Hamburg. 34 Länder in 16 Monaten: Was dieses Hamburger Paar auf ihren Reisen über Arbeitsweisen der Zukunft gelernt hat. Ihre weiteren Pläne.

Wer in Deutschland während der Arbeitszeit im Café sitzt und einen Cappuccino trinkt, der kann schon einmal Sprüche kassieren, wie „na, wieder am Chillen?“ oder „so, so, das nennt sich Arbeit“. Es ist also noch Luft nach oben in Sachen „Modern work“, modernem Arbeiten.

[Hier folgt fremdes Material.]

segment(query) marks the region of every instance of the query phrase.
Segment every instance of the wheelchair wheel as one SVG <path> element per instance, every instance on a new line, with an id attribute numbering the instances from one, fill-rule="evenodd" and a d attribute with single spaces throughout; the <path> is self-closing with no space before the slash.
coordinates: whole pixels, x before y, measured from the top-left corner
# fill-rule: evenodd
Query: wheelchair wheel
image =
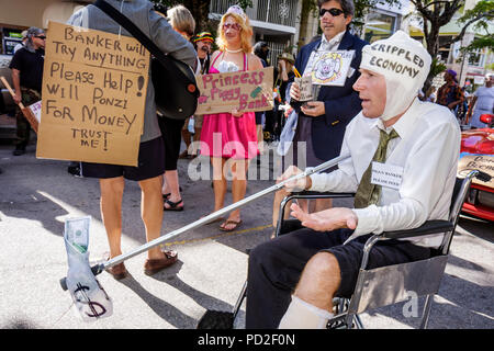
<path id="1" fill-rule="evenodd" d="M 197 329 L 233 329 L 234 314 L 221 310 L 206 310 L 198 322 Z"/>

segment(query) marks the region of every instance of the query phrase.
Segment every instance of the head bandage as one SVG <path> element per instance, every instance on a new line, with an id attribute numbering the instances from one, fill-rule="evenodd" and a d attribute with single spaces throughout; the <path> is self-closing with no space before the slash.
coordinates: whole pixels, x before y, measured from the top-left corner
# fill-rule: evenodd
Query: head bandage
<path id="1" fill-rule="evenodd" d="M 360 68 L 382 75 L 386 81 L 386 105 L 381 120 L 405 112 L 424 86 L 430 64 L 429 53 L 403 31 L 363 47 Z"/>

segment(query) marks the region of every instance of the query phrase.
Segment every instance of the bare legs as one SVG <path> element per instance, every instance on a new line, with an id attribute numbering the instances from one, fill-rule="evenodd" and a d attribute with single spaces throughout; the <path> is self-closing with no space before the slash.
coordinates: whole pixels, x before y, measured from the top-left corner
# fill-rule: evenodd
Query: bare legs
<path id="1" fill-rule="evenodd" d="M 171 202 L 179 202 L 180 200 L 182 200 L 182 196 L 180 195 L 178 170 L 165 171 L 165 185 L 162 186 L 162 193 L 169 193 L 170 196 L 168 197 L 168 200 Z M 170 205 L 168 204 L 165 204 L 165 206 L 167 208 L 170 207 Z M 177 206 L 183 206 L 183 203 Z"/>
<path id="2" fill-rule="evenodd" d="M 141 217 L 143 218 L 146 240 L 160 236 L 162 224 L 161 176 L 139 181 Z M 101 215 L 106 229 L 110 257 L 122 253 L 122 196 L 125 188 L 123 177 L 100 179 Z M 162 259 L 165 254 L 159 248 L 148 250 L 149 259 Z"/>
<path id="3" fill-rule="evenodd" d="M 213 165 L 214 211 L 223 208 L 225 204 L 227 165 L 232 171 L 232 200 L 235 203 L 244 199 L 247 190 L 246 173 L 249 161 L 212 157 L 211 163 Z M 240 220 L 240 210 L 232 211 L 227 220 L 238 223 Z M 235 224 L 226 224 L 226 222 L 221 225 L 226 230 L 234 229 L 235 226 Z"/>

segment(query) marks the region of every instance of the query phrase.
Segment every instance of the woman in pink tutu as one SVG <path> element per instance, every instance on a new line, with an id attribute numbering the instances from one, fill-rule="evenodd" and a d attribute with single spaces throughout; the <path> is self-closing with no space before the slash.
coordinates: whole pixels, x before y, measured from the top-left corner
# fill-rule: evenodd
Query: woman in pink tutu
<path id="1" fill-rule="evenodd" d="M 240 7 L 233 5 L 226 11 L 217 33 L 220 49 L 212 56 L 210 73 L 262 69 L 259 58 L 251 54 L 252 27 Z M 214 211 L 218 211 L 225 202 L 227 169 L 232 171 L 233 202 L 245 196 L 248 163 L 259 152 L 254 112 L 234 110 L 204 115 L 201 141 L 207 146 L 202 147 L 201 154 L 210 156 L 213 165 Z M 240 211 L 235 210 L 220 225 L 220 229 L 232 231 L 240 223 Z"/>

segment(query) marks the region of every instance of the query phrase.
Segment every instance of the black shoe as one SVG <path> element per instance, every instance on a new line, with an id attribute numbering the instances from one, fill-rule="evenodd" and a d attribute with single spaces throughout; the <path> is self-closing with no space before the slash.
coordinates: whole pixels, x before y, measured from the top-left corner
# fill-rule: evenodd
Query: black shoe
<path id="1" fill-rule="evenodd" d="M 12 151 L 13 156 L 21 156 L 25 154 L 25 147 L 18 146 L 15 150 Z"/>
<path id="2" fill-rule="evenodd" d="M 76 176 L 76 177 L 81 177 L 79 165 L 67 167 L 67 172 L 69 172 L 72 176 Z"/>

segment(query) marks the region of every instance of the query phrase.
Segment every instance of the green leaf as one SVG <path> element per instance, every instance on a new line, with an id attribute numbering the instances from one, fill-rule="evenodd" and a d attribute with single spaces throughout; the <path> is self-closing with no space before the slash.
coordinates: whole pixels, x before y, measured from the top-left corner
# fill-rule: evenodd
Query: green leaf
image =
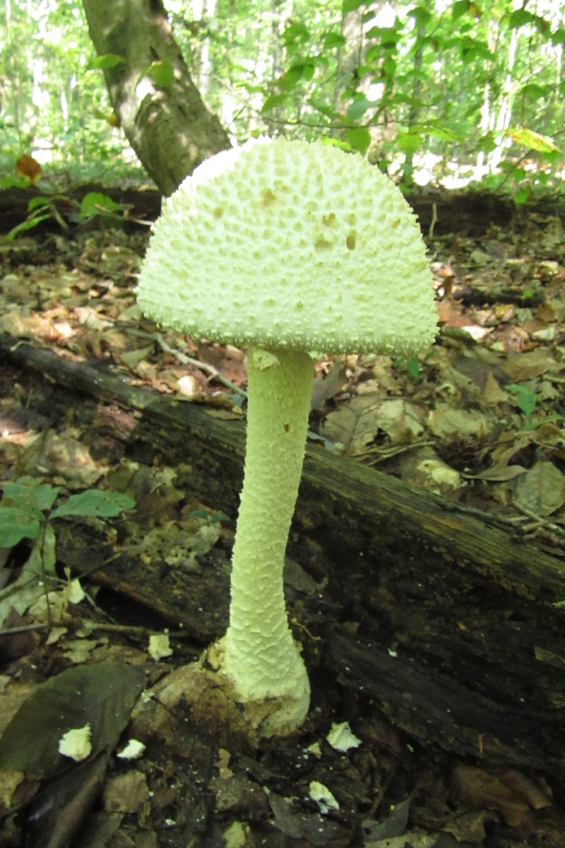
<path id="1" fill-rule="evenodd" d="M 168 59 L 152 62 L 147 70 L 159 88 L 169 88 L 174 79 L 174 70 Z"/>
<path id="2" fill-rule="evenodd" d="M 52 777 L 68 767 L 58 752 L 64 734 L 89 724 L 92 753 L 115 747 L 143 689 L 141 668 L 125 662 L 76 666 L 42 683 L 0 739 L 0 768 Z"/>
<path id="3" fill-rule="evenodd" d="M 13 548 L 23 538 L 37 538 L 39 520 L 17 506 L 0 506 L 0 548 Z"/>
<path id="4" fill-rule="evenodd" d="M 117 64 L 123 64 L 125 59 L 123 56 L 118 56 L 116 53 L 104 53 L 103 56 L 97 56 L 92 62 L 91 62 L 91 68 L 93 70 L 108 70 L 110 68 L 115 68 Z"/>
<path id="5" fill-rule="evenodd" d="M 277 106 L 280 106 L 287 99 L 286 94 L 269 94 L 266 98 L 263 108 L 261 109 L 262 113 L 269 112 L 272 109 L 275 109 Z"/>
<path id="6" fill-rule="evenodd" d="M 47 218 L 52 217 L 53 215 L 49 213 L 48 215 L 40 215 L 33 218 L 29 218 L 27 220 L 23 220 L 21 224 L 16 224 L 15 226 L 13 226 L 4 237 L 7 242 L 12 242 L 20 232 L 25 232 L 26 230 L 32 230 L 34 226 L 37 226 L 42 220 L 47 220 Z"/>
<path id="7" fill-rule="evenodd" d="M 0 188 L 27 188 L 29 180 L 18 176 L 3 176 L 0 178 Z"/>
<path id="8" fill-rule="evenodd" d="M 3 491 L 4 498 L 12 504 L 28 510 L 32 516 L 41 519 L 42 510 L 50 510 L 55 503 L 60 486 L 50 486 L 36 477 L 21 477 L 4 483 Z"/>
<path id="9" fill-rule="evenodd" d="M 518 142 L 518 144 L 523 144 L 530 150 L 537 150 L 540 153 L 559 151 L 559 148 L 551 138 L 542 136 L 535 130 L 529 130 L 525 126 L 511 126 L 506 131 L 506 135 Z"/>
<path id="10" fill-rule="evenodd" d="M 517 205 L 519 206 L 521 204 L 525 204 L 529 197 L 529 188 L 525 187 L 518 188 L 518 190 L 514 192 L 512 196 L 512 200 L 514 201 L 515 204 L 517 204 Z"/>
<path id="11" fill-rule="evenodd" d="M 120 492 L 102 492 L 99 488 L 89 488 L 80 494 L 71 494 L 64 504 L 53 510 L 51 517 L 80 516 L 86 518 L 97 516 L 100 518 L 115 518 L 124 510 L 131 510 L 135 505 L 135 500 Z"/>
<path id="12" fill-rule="evenodd" d="M 101 212 L 114 212 L 116 209 L 122 209 L 120 204 L 116 204 L 108 198 L 108 194 L 101 192 L 89 192 L 85 194 L 80 203 L 80 215 L 82 218 L 92 218 Z"/>
<path id="13" fill-rule="evenodd" d="M 516 395 L 516 405 L 523 415 L 531 416 L 538 402 L 535 393 L 524 383 L 511 382 L 504 388 L 507 392 Z"/>
<path id="14" fill-rule="evenodd" d="M 371 100 L 368 100 L 366 97 L 362 95 L 357 98 L 347 109 L 347 117 L 350 120 L 358 120 L 362 118 L 367 109 L 373 109 L 374 103 Z"/>
<path id="15" fill-rule="evenodd" d="M 371 134 L 366 126 L 355 126 L 347 130 L 347 141 L 352 150 L 358 150 L 359 153 L 366 153 L 371 143 Z"/>
<path id="16" fill-rule="evenodd" d="M 406 367 L 408 371 L 408 374 L 414 381 L 414 382 L 418 382 L 418 381 L 420 378 L 420 371 L 422 370 L 420 365 L 420 361 L 418 359 L 418 357 L 411 356 L 406 364 Z"/>
<path id="17" fill-rule="evenodd" d="M 354 12 L 359 6 L 363 6 L 365 0 L 343 0 L 341 3 L 341 14 L 347 14 L 348 12 Z"/>
<path id="18" fill-rule="evenodd" d="M 313 59 L 306 59 L 302 62 L 295 62 L 285 71 L 283 76 L 279 80 L 279 86 L 283 92 L 290 92 L 303 78 L 311 80 L 316 64 Z"/>
<path id="19" fill-rule="evenodd" d="M 414 19 L 417 26 L 424 26 L 431 18 L 431 12 L 425 6 L 414 6 L 410 17 Z"/>
<path id="20" fill-rule="evenodd" d="M 346 37 L 341 32 L 329 32 L 324 39 L 324 47 L 326 50 L 333 50 L 334 47 L 342 47 L 346 43 Z"/>
<path id="21" fill-rule="evenodd" d="M 522 88 L 519 89 L 517 97 L 529 98 L 530 100 L 540 100 L 546 96 L 546 92 L 547 87 L 545 86 L 540 86 L 537 82 L 527 82 L 525 86 L 522 86 Z"/>
<path id="22" fill-rule="evenodd" d="M 468 0 L 456 0 L 451 6 L 451 20 L 453 23 L 462 18 L 468 11 Z"/>
<path id="23" fill-rule="evenodd" d="M 398 149 L 409 156 L 422 146 L 422 136 L 418 132 L 398 132 L 395 139 Z"/>
<path id="24" fill-rule="evenodd" d="M 298 42 L 308 41 L 310 33 L 307 26 L 304 24 L 290 24 L 283 32 L 281 38 L 283 43 L 288 47 Z"/>
<path id="25" fill-rule="evenodd" d="M 534 22 L 535 18 L 535 14 L 531 12 L 527 12 L 525 8 L 517 8 L 515 12 L 510 15 L 510 20 L 508 21 L 508 28 L 511 30 L 516 30 L 518 26 L 523 26 L 524 24 L 531 24 Z"/>

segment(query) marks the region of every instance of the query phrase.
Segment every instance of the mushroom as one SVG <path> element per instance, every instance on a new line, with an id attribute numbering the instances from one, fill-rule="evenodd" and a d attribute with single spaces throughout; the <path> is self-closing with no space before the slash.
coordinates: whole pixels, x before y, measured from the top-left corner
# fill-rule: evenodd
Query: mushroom
<path id="1" fill-rule="evenodd" d="M 314 352 L 428 347 L 436 313 L 425 246 L 400 190 L 359 155 L 259 137 L 205 161 L 166 201 L 136 292 L 165 327 L 248 346 L 230 623 L 213 654 L 259 734 L 286 734 L 310 698 L 283 566 Z"/>

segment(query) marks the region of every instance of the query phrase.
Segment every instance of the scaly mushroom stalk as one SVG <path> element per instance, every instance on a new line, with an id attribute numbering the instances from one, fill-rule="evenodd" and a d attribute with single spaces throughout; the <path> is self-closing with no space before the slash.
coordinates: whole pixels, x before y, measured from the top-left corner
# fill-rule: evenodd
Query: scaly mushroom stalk
<path id="1" fill-rule="evenodd" d="M 245 703 L 280 700 L 279 732 L 306 717 L 310 686 L 288 626 L 283 565 L 304 460 L 313 362 L 251 349 L 243 489 L 232 555 L 224 671 Z"/>
<path id="2" fill-rule="evenodd" d="M 291 733 L 309 698 L 283 594 L 308 351 L 408 356 L 430 344 L 425 245 L 402 192 L 361 157 L 259 138 L 204 162 L 167 200 L 137 293 L 163 326 L 249 348 L 230 626 L 200 667 L 224 672 L 213 686 L 258 734 Z"/>

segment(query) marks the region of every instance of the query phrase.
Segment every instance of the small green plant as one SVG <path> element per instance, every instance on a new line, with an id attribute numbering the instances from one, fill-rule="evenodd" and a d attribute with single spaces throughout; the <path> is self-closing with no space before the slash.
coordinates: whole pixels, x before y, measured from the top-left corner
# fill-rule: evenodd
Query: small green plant
<path id="1" fill-rule="evenodd" d="M 409 356 L 408 359 L 402 357 L 402 359 L 396 360 L 395 361 L 395 366 L 398 367 L 399 365 L 406 364 L 406 370 L 407 371 L 408 374 L 414 381 L 414 382 L 418 382 L 420 377 L 422 376 L 423 365 L 424 365 L 426 362 L 428 362 L 428 360 L 431 359 L 435 352 L 435 351 L 434 350 L 428 351 L 428 353 L 424 357 L 421 362 L 418 360 L 418 356 Z"/>
<path id="2" fill-rule="evenodd" d="M 12 607 L 23 613 L 42 594 L 47 594 L 50 583 L 55 584 L 54 518 L 112 518 L 136 505 L 131 498 L 119 492 L 89 488 L 69 495 L 53 508 L 59 491 L 59 486 L 31 477 L 4 483 L 0 502 L 0 548 L 13 548 L 25 538 L 33 545 L 19 577 L 0 592 L 0 622 Z"/>
<path id="3" fill-rule="evenodd" d="M 510 382 L 504 387 L 507 392 L 516 396 L 516 405 L 527 418 L 534 412 L 538 399 L 527 383 Z"/>
<path id="4" fill-rule="evenodd" d="M 0 181 L 2 187 L 3 181 Z M 14 182 L 12 183 L 14 185 Z M 16 184 L 16 187 L 25 188 L 26 185 Z M 20 221 L 6 234 L 7 242 L 13 241 L 20 232 L 31 230 L 44 220 L 53 218 L 61 229 L 67 232 L 69 224 L 63 215 L 75 222 L 86 223 L 97 216 L 107 226 L 121 226 L 125 216 L 125 207 L 123 204 L 115 203 L 112 198 L 100 192 L 89 192 L 85 194 L 82 201 L 68 197 L 66 194 L 38 194 L 31 198 L 27 204 L 27 218 Z"/>

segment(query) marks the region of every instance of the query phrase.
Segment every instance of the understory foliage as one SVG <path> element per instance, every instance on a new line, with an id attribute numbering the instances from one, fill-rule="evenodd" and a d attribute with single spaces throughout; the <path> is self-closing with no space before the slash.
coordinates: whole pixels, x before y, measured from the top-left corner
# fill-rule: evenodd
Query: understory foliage
<path id="1" fill-rule="evenodd" d="M 518 203 L 552 187 L 562 165 L 557 0 L 165 6 L 201 93 L 234 140 L 331 137 L 408 184 L 486 180 Z M 0 167 L 9 171 L 26 153 L 81 173 L 133 162 L 102 67 L 80 4 L 5 3 Z"/>

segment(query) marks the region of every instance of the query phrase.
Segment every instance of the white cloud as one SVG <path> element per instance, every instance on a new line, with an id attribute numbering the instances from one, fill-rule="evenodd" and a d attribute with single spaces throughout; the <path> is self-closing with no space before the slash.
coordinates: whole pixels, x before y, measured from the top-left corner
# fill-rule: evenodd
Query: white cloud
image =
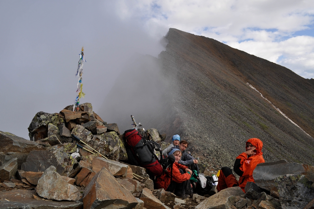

Wie die Menschen weltweit ihre Arbeit organisieren, wie sie Arbeit und Freizeit miteinander verknüpfen, kurz: Wie sie mit sich und ihrer Arbeit zufriedener sind, hat sich das Hamburger Paar Anna und Nils Schnell, Inhaber einer Beraterfirma, angeschaut. Zweimal waren sie unterwegs, haben 34 Länder auf vier Kontinenten und mehr als 130 Unternehmen besucht. Im Oktober geht es nach Süd- und Nordamerika auf eine Weltreise in die Zukunft unserer Arbeit.

New Work: Das Pärchen ist das Reisen gewohnt

Die Kartons müssen noch gepackt, Möbel eingelagert werden. Wieder werden Nils und Anna Schnell eine Wohnung aufgeben. 2018 haben sie das zum ersten Mal gemacht. Damals wohnten sie in Eppendorf und begannen ihre erste einjährige Reise in moderne Arbeitswelten.

Es folgten weitere vier Monate auf Tour, und nun heißt es wieder Abschied nehmen, dieses Mal von ihrer Wohnung in Barmbek. Dann geht es für ein Jahr nach Süd- und Nordamerika. Einpacken, einlagern, sich von Dingen trennen und eine neue Wohnung finden, ist für die beiden 37-Jährigen keine große Sache mehr.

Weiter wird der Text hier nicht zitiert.